Data deduplication promises to use enterprise storage more efficiently, reducing the need to buy as much media-tape or disk-and as a result save space, power, and cooling in the data center. Unfortunately, it is also a term that can have almost as many different meanings as there are specific technologies applied to achieve it.
Broadly, the term applies to technologies that analyze data files, find and remove redundant blocks of information, and engage some sort of compression algorithm, usually g-zip or LZ. In general, files that are edited frequently but with few changes are excellent candidates for deduplication. For this reason, many businesses are turning to deduplication solutions to reduce storage space requirements for backup and archiving of corporate databases, e-mail server message stores and virtual machine images. If your WAN pipes are saturated with such traffic, then you definitely want to keep reading.
The data deduplication market is dominated by Data Domain, so we're starting a series of reviews of products in the space with that company. Other prominent players include NetApp, IBM, EMC and Quantum. Traditionally, reviews have focused almost exclusively on metrics involving the degree of deduplication, or the percentage of raw disk space saved by de-duplication.
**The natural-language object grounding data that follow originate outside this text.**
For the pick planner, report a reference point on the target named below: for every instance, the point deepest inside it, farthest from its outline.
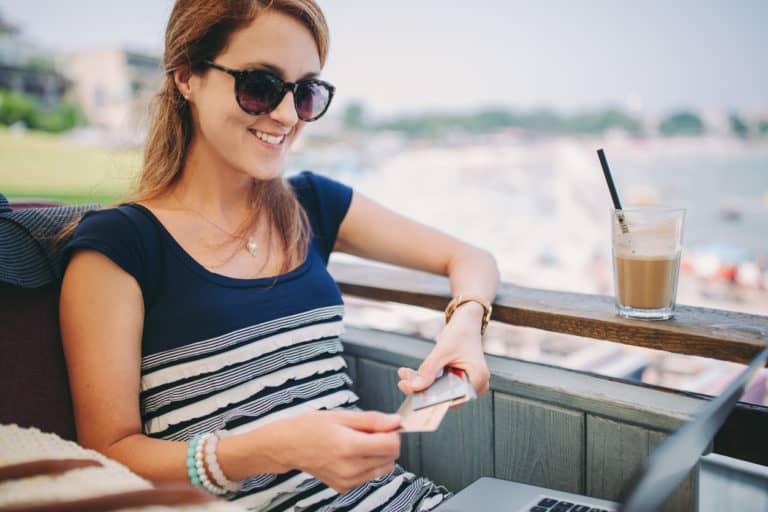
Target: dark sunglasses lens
(258, 92)
(311, 100)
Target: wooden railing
(597, 407)
(714, 333)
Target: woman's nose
(285, 112)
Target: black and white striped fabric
(237, 354)
(29, 256)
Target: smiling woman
(200, 346)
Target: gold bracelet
(463, 299)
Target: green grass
(43, 166)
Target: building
(114, 86)
(25, 68)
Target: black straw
(612, 189)
(609, 179)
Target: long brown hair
(198, 30)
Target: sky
(401, 56)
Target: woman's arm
(370, 230)
(102, 317)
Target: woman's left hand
(459, 345)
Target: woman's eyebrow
(277, 70)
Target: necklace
(250, 244)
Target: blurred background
(481, 120)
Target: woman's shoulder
(319, 192)
(125, 223)
(125, 235)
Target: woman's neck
(212, 188)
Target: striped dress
(235, 354)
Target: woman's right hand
(342, 449)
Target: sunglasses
(259, 92)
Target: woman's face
(273, 41)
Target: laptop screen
(671, 461)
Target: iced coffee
(646, 259)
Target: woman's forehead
(275, 39)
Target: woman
(203, 304)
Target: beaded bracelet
(200, 464)
(213, 464)
(194, 477)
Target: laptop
(664, 469)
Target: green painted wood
(629, 402)
(686, 497)
(461, 451)
(617, 451)
(538, 444)
(731, 484)
(377, 388)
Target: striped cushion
(29, 254)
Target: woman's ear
(182, 76)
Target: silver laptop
(664, 469)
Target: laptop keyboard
(555, 505)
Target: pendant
(251, 246)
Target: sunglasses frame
(242, 74)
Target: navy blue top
(183, 300)
(233, 354)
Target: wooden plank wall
(587, 435)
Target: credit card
(427, 419)
(449, 386)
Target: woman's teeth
(271, 139)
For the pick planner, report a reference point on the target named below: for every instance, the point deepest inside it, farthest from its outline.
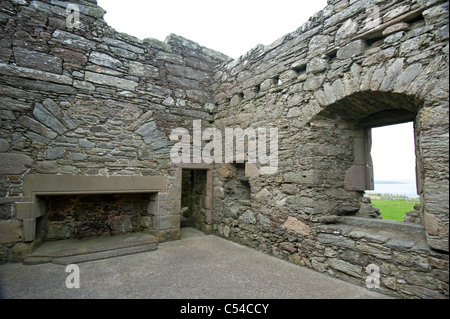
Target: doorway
(196, 199)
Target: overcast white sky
(234, 27)
(393, 152)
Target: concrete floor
(196, 267)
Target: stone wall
(354, 65)
(87, 100)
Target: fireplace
(85, 216)
(63, 207)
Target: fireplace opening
(87, 216)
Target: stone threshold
(73, 251)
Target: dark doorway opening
(196, 200)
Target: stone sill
(392, 234)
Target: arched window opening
(394, 169)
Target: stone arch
(363, 110)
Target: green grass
(394, 209)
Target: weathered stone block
(294, 225)
(111, 81)
(352, 49)
(14, 164)
(10, 232)
(37, 60)
(345, 267)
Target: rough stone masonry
(86, 110)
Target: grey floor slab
(195, 267)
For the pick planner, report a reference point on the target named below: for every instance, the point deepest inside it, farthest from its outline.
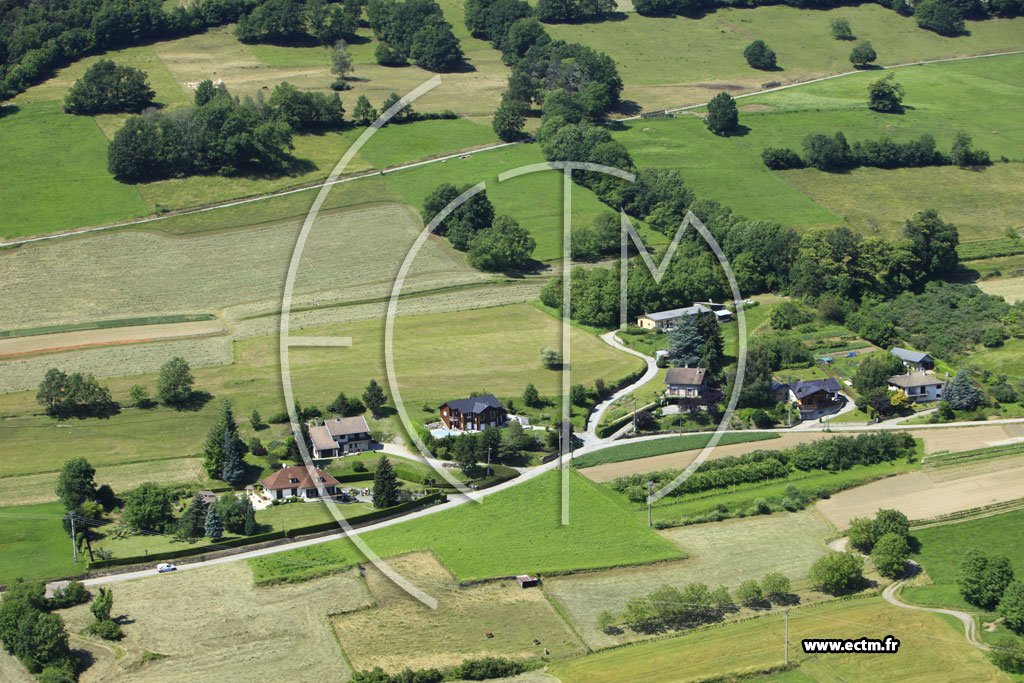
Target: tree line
(219, 134)
(836, 155)
(836, 454)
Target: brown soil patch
(86, 338)
(612, 471)
(401, 632)
(920, 498)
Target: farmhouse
(340, 436)
(666, 318)
(685, 382)
(296, 481)
(913, 359)
(815, 397)
(474, 413)
(919, 387)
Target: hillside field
(980, 96)
(931, 648)
(511, 334)
(516, 530)
(940, 550)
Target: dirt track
(86, 338)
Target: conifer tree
(385, 484)
(214, 527)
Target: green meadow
(517, 530)
(980, 96)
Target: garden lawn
(931, 648)
(34, 545)
(517, 530)
(980, 96)
(940, 550)
(659, 446)
(55, 173)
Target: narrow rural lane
(970, 626)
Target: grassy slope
(757, 645)
(617, 454)
(512, 335)
(34, 545)
(514, 531)
(942, 548)
(979, 96)
(678, 61)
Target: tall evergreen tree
(214, 527)
(685, 343)
(213, 450)
(374, 397)
(190, 525)
(961, 393)
(385, 484)
(233, 469)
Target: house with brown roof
(475, 413)
(340, 436)
(297, 481)
(919, 387)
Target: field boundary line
(834, 76)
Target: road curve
(970, 626)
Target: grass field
(34, 545)
(677, 61)
(419, 637)
(932, 648)
(940, 550)
(617, 454)
(978, 96)
(719, 555)
(516, 530)
(55, 173)
(212, 624)
(513, 334)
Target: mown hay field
(511, 336)
(239, 630)
(719, 554)
(674, 61)
(979, 96)
(400, 632)
(516, 530)
(932, 648)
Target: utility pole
(650, 487)
(786, 636)
(74, 540)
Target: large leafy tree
(76, 483)
(961, 392)
(503, 247)
(722, 114)
(147, 507)
(385, 484)
(174, 382)
(108, 88)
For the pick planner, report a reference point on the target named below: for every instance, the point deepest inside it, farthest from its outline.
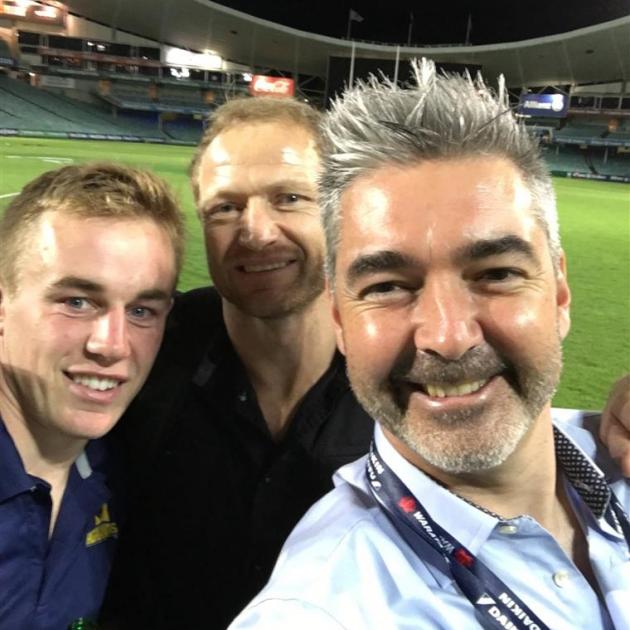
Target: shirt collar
(13, 478)
(587, 479)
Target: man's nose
(109, 337)
(447, 319)
(258, 225)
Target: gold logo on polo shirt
(104, 528)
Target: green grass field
(595, 222)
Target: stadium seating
(26, 108)
(184, 131)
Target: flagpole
(468, 28)
(351, 77)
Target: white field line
(44, 158)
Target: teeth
(442, 390)
(269, 267)
(100, 384)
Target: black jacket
(213, 496)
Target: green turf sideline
(595, 226)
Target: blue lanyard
(496, 604)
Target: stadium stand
(27, 108)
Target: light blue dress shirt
(346, 567)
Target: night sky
(437, 21)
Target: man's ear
(563, 297)
(336, 319)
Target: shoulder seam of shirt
(301, 602)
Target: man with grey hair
(450, 303)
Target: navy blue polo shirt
(47, 584)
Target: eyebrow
(384, 260)
(297, 184)
(485, 248)
(89, 286)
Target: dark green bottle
(83, 624)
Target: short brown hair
(94, 190)
(255, 110)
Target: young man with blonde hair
(89, 259)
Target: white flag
(355, 17)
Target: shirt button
(561, 578)
(508, 529)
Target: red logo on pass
(463, 557)
(408, 504)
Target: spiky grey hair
(376, 123)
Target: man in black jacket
(248, 410)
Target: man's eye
(384, 291)
(224, 208)
(141, 313)
(290, 199)
(76, 303)
(500, 274)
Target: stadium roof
(596, 53)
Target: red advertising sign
(262, 85)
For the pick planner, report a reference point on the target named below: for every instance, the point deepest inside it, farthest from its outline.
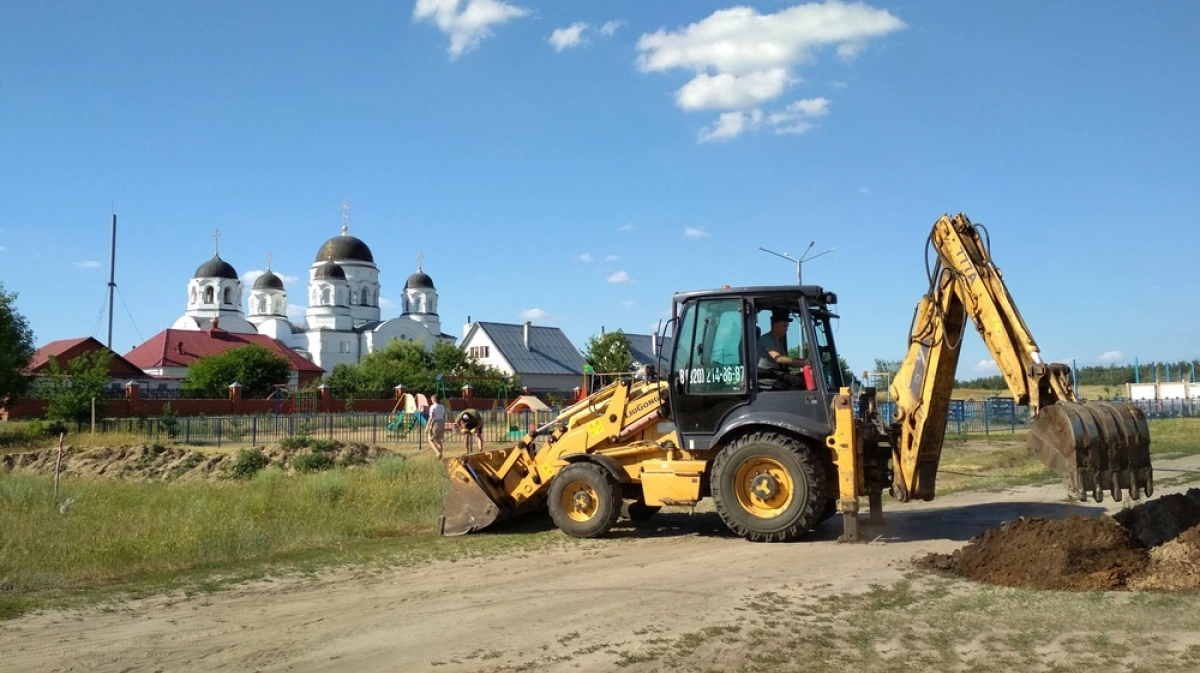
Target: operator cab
(721, 373)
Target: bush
(247, 463)
(312, 461)
(325, 445)
(298, 442)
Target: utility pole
(799, 262)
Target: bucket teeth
(1095, 446)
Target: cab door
(708, 367)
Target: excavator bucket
(481, 490)
(1095, 446)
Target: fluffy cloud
(610, 28)
(468, 25)
(567, 37)
(742, 59)
(253, 274)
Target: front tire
(585, 500)
(769, 487)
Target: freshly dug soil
(167, 462)
(1074, 553)
(1161, 520)
(1153, 546)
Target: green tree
(256, 367)
(70, 394)
(609, 353)
(16, 348)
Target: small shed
(527, 403)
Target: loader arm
(1092, 446)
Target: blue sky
(576, 162)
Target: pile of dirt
(1155, 545)
(156, 462)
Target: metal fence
(499, 427)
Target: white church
(342, 320)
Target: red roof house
(171, 352)
(67, 349)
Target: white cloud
(610, 28)
(742, 59)
(469, 25)
(985, 367)
(568, 37)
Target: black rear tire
(769, 487)
(585, 500)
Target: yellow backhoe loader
(780, 452)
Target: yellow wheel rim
(580, 502)
(763, 487)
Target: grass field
(119, 534)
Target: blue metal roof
(550, 352)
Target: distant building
(544, 358)
(342, 322)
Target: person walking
(437, 426)
(471, 424)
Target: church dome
(419, 280)
(216, 268)
(269, 281)
(345, 247)
(330, 270)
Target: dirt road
(677, 581)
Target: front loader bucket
(1095, 446)
(468, 506)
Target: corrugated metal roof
(550, 352)
(643, 354)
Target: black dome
(268, 281)
(216, 268)
(345, 247)
(330, 270)
(419, 280)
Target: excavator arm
(1092, 445)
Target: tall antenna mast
(799, 262)
(112, 282)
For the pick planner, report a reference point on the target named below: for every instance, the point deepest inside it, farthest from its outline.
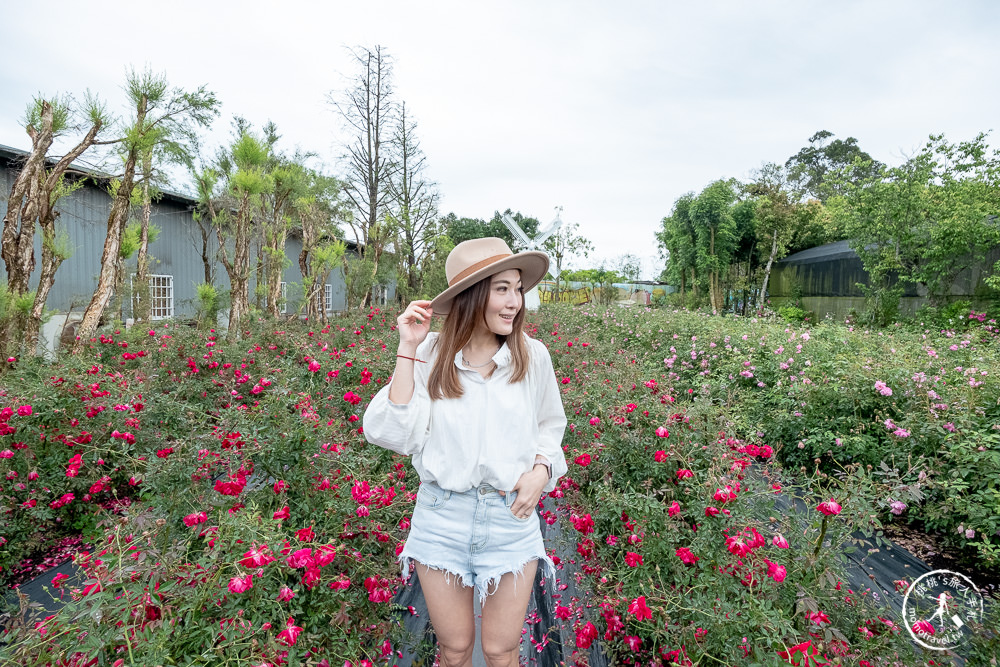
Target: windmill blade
(517, 231)
(548, 231)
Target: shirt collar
(502, 358)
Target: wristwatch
(543, 462)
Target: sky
(610, 110)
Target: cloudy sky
(611, 110)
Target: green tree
(316, 215)
(231, 196)
(928, 219)
(810, 170)
(678, 242)
(716, 232)
(162, 119)
(563, 244)
(34, 194)
(775, 221)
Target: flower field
(232, 513)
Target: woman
(478, 409)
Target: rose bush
(684, 531)
(233, 512)
(231, 506)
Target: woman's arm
(413, 324)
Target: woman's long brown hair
(467, 310)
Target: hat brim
(532, 264)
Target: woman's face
(505, 301)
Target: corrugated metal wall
(175, 252)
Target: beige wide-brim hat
(471, 261)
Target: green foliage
(813, 170)
(927, 220)
(207, 304)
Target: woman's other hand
(529, 490)
(413, 325)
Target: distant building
(176, 256)
(825, 279)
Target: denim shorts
(472, 535)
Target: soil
(931, 549)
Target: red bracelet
(403, 356)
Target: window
(161, 295)
(380, 294)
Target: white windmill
(531, 300)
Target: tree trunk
(46, 279)
(239, 269)
(141, 300)
(767, 270)
(110, 256)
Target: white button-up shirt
(491, 434)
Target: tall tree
(162, 117)
(774, 220)
(715, 228)
(678, 242)
(368, 110)
(928, 219)
(36, 190)
(812, 168)
(413, 208)
(243, 173)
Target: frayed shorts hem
(485, 585)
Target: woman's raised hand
(413, 324)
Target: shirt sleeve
(551, 415)
(401, 428)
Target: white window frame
(380, 295)
(161, 296)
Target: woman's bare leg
(503, 617)
(452, 616)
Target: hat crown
(473, 255)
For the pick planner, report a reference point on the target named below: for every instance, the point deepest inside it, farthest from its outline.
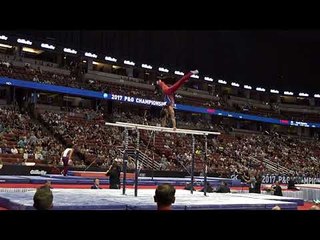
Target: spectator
(277, 189)
(276, 208)
(165, 196)
(208, 188)
(43, 199)
(96, 184)
(223, 188)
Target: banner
(283, 179)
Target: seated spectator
(277, 190)
(165, 196)
(208, 188)
(188, 187)
(43, 199)
(276, 208)
(223, 188)
(314, 207)
(47, 185)
(96, 184)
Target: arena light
(111, 59)
(31, 50)
(288, 93)
(178, 73)
(161, 69)
(45, 45)
(69, 50)
(222, 81)
(303, 94)
(3, 37)
(129, 62)
(194, 76)
(5, 45)
(92, 55)
(23, 41)
(260, 89)
(146, 66)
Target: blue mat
(112, 199)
Not only are other factors-such as throughput performance and ease of installation-as important (if not more), but measuring space savings is extremely difficult to do accurately in a laboratory setting, i.e., without live data with frequent small changes made by many clients at once over a period of months or years.
We wanted to approach reviews of data deduplication gear from a different angle. We chose to focus on ease and potential disruptiveness of implementation, throughput performance, manageability and features while testing in our New York City storage lab, and then interview several Data Domain customers about their real-world experience in order to gain insight into actual deduplication rates. Our primary goal was to evaluate the suitability of the Data Domain solution with respect to multi-site business continuity.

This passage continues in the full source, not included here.